Im Jahr 2011 beendete Gracie im Alter von 45 Jahren seine Karriere im MMA. Bei der dritten Veranstaltung von Metamoris im Jahr 2014, ein von seinem Neffen Ralek organisiertes Grappling-Event, kam es zu einem Rückkampf zwischen Eddie Bravo und Royler Gracie.

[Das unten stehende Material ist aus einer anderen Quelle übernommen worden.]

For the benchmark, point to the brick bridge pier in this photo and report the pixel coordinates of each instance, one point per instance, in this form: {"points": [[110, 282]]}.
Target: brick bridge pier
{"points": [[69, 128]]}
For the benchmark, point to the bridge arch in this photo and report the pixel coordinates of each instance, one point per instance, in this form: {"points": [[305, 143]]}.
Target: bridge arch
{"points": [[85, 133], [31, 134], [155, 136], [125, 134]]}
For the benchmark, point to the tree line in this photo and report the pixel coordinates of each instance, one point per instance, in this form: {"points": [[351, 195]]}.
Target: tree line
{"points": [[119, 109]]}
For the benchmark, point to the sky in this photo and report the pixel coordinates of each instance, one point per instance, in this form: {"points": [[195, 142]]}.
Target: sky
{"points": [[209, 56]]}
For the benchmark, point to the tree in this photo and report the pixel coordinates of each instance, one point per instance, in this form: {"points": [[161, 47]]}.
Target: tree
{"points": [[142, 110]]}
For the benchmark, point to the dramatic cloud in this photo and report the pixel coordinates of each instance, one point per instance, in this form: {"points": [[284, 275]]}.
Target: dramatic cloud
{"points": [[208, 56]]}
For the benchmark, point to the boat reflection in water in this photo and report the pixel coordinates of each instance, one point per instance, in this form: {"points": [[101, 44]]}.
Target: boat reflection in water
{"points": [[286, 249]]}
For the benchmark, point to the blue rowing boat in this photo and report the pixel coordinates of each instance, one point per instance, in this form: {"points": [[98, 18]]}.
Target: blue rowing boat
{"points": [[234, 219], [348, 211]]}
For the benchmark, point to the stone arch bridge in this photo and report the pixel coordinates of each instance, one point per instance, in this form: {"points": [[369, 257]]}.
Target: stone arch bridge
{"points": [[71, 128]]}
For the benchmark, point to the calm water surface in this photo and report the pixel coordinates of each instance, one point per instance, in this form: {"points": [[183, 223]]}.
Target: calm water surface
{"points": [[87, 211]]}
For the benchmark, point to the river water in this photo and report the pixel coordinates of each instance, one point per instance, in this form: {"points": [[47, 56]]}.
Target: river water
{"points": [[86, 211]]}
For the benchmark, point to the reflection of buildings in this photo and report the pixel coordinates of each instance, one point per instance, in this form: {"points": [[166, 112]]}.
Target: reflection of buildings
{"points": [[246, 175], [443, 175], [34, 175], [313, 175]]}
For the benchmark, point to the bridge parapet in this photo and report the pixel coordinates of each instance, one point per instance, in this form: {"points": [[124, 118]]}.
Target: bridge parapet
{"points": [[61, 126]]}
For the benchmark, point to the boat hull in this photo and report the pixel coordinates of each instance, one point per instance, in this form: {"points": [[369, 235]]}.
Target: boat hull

Die beiden hatten zuvor im Jahr 2003 im Viertelfinale der ADCC-Weltmeisterschaft gekämpft. Der bis dahin scheinbar unbezwingbare Gracie verlor überraschend gegen einen Aussenseiter. Der Rückkampf ging unentschieden aus und ist der letzte BJJ-Auftritt Roylers.
Royler ist für seine freundliche sowie direkte Art bekannt und bringt viel positive Energie mit sich. Er gilt als äusserst engagierter Lehrer, der einige Talente in der Welt des Brazilian Jiu Jitsu hervorbrachte. Gracie übernahm die ursprüngliche Gracie Jiu Jitsu Akademie seines Vaters Hélio in Río de Janeiro und hielt den höchsten Standard in seinem Unterricht der Gracie Jiu Jitsu-Techniken mit dem Aspekt der Selbstverteidigung aufrecht. Royler unterrichtete lange Zeit an der Gracie Humaita Akademie in Río, bis er schliesslich nach Amerika zog und seine eigene Akademie in San Diego eröffnete. Gracie besitzt den Rot-Schwarzen Gürtel 8. Grades im Brazilian Jiu Jitsu und hat einen grossen Beitrag für die Kampfkunst seiner Familie geleistet. Weiterhin gehört Gracie der IBJJF- und ADCC-Hall of Fame an.
Zusammen mit seiner Frau Vera Lucia Ribeiro hat Royler insgesamt vier Töchter, mit den Namen Rayna, Rhauani, Rayssa und Rarine. Gracie lebt heute in San Diego und unterrichtet an seiner Akademie klassisches Gracie Jiu Jitsu.